Since $b<a$ and $2b>a$, it follows that $0<DA_1=2b-a<b=AD$. The construction, if you were to repeated with this new smaller triangle, can be repeated indefinitely, strictly reducing the side opposite to the angle of $30$ degrees, and keeping all sides positive integers. That is impossible.

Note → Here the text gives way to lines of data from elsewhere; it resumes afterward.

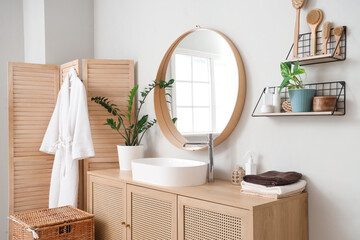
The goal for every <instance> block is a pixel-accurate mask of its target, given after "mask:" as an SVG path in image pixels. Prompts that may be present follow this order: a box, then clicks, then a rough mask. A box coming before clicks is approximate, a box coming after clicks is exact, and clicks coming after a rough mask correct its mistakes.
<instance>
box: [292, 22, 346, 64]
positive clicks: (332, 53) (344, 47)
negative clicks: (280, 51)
mask: <svg viewBox="0 0 360 240" xmlns="http://www.w3.org/2000/svg"><path fill="white" fill-rule="evenodd" d="M343 27H344V31H343V33H342V35H341V38H340V41H339V42H338V43H337V42H336V38H335V35H334V31H333V30H334V28H332V29H331V31H330V38H329V41H328V42H327V52H326V54H322V53H321V52H322V49H321V48H322V44H323V43H322V37H321V36H322V31H321V30H320V31H317V32H316V55H315V56H311V55H310V47H311V46H310V42H311V33H310V32H309V33H302V34H300V35H299V43H298V58H292V57H293V56H292V52H293V48H294V44H292V46H291V48H290V51H289V53H288V55H287V57H286V61H285V62H291V63H292V64H294V63H295V62H296V61H299V64H300V65H303V66H304V65H311V64H318V63H326V62H337V61H344V60H345V59H346V26H343ZM338 47H339V48H340V54H336V49H337V48H338Z"/></svg>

A similar construction, that it looks simpler to me:
As in your picture call $b=AD$, $a=CD$, and $CA=2b$. Take $D_1$ on $AC$, with $CD_1=CD$. Then $D_1A=2b-a$. Lift a perpendicular to $AC$ at the point $D_1$ that intersects $AD$ at $F_1$. Since the triangles $ACD$ and $AD_1F_1$ are similar, then $F_1A$ is the double of $D_1A$. Therefore, $F_1A=2(2b-a)$. Subtracting we get that $DF_1=b-2(2b-a)=2a-3b$. Since $F_1D$ and $F_1D_1$ are tangents to the circle with center $C$ and radius $CD$, and both start from the same point $F_1$, then $F_1D_1=F_1D=2a-3b$.
We have obtained a new triangle $AD_1F_1$ that again has integer sides. The side opposite to the angle of $30$ degrees is now $2b-a$ which is positive and strictly less than the one in the original triangle $ACD$, which was $b$.